Отворил он – что такое? Палата перед ним, каких он и во сне не видал. Стены-то все каменным узором изукрашены, а посередке стол. Всякой еды и питья на нем наставлено. Ну, Андрюха уж давно проголодался. Раздумывать не стал, за стол сел. Еда обыкновенная, питье не разберешь. На то походит, какое он из туесочка-то пил. Сильное питье, а не хмелит.

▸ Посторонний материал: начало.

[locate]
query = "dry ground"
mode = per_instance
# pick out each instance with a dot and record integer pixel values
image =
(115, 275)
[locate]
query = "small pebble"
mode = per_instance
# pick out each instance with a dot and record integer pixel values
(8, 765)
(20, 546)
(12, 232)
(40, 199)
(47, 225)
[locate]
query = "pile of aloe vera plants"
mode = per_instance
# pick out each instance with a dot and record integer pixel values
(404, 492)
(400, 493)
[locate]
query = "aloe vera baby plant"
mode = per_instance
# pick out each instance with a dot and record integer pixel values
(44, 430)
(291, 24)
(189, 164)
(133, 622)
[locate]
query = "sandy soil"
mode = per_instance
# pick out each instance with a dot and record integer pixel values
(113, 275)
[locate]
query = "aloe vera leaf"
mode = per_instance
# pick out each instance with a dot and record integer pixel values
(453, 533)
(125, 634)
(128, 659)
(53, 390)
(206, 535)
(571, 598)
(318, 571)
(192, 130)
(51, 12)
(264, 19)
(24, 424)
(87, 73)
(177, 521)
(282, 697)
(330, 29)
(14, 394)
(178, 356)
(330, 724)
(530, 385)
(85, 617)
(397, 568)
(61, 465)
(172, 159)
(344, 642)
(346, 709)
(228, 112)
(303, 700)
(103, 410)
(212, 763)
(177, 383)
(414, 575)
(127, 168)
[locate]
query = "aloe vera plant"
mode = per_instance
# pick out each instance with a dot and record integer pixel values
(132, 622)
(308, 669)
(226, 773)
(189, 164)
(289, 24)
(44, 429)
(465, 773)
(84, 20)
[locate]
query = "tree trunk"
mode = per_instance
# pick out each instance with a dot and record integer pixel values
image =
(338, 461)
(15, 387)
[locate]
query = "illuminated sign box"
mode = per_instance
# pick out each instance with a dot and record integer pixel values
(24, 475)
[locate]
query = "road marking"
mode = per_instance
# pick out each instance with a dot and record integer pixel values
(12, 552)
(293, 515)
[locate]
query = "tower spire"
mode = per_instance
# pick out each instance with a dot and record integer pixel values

Наелся-напился Андрюха, как на самом большом празднике либо на свадьбе, ящеркам поклонился:

– На угощенье, хозяюшки!

А они сидят обе на скамеечке высоконькой, головенками помахивают:

– На здоровье, гостенек! На здоровье!

Потом одна ящерка – поменьше-то – соскочила со скамеечки и побежала. Андрюха за ней пошел. Подбежала она ко кровати, остановилась – ложись, дескать, спать теперь! Кровать до того убранная, что и задеть-то ее боязно. Ну, все ж таки Андрюха насмелился. Лег на кровать и сразу уснул. Тут и свет потух.

А на Гумешках тем временем руднишный надзиратель переполошился. Заглянул утром в забой, – жив ли прикованный, – а там одна цепь. Забеспокоился надзиратель, запобегивал:

– Куда девался? Как теперь быть?

Пометался-пометался, никаких знаков нет, и на кого подумать – не знает. Сказать начальству боится – самому отвечать придется. Скажут – плохо глядел. Вот этот руднишный надзиратель и придумал обрушить кровлю над тем местом. Не шибко это просто, а исхитрился все ж таки, – кое с боков подгреб, кое сверху наковырял. Тогда и по начальству сказал. Начальство, видно, не крепко в деле понимало, поверило.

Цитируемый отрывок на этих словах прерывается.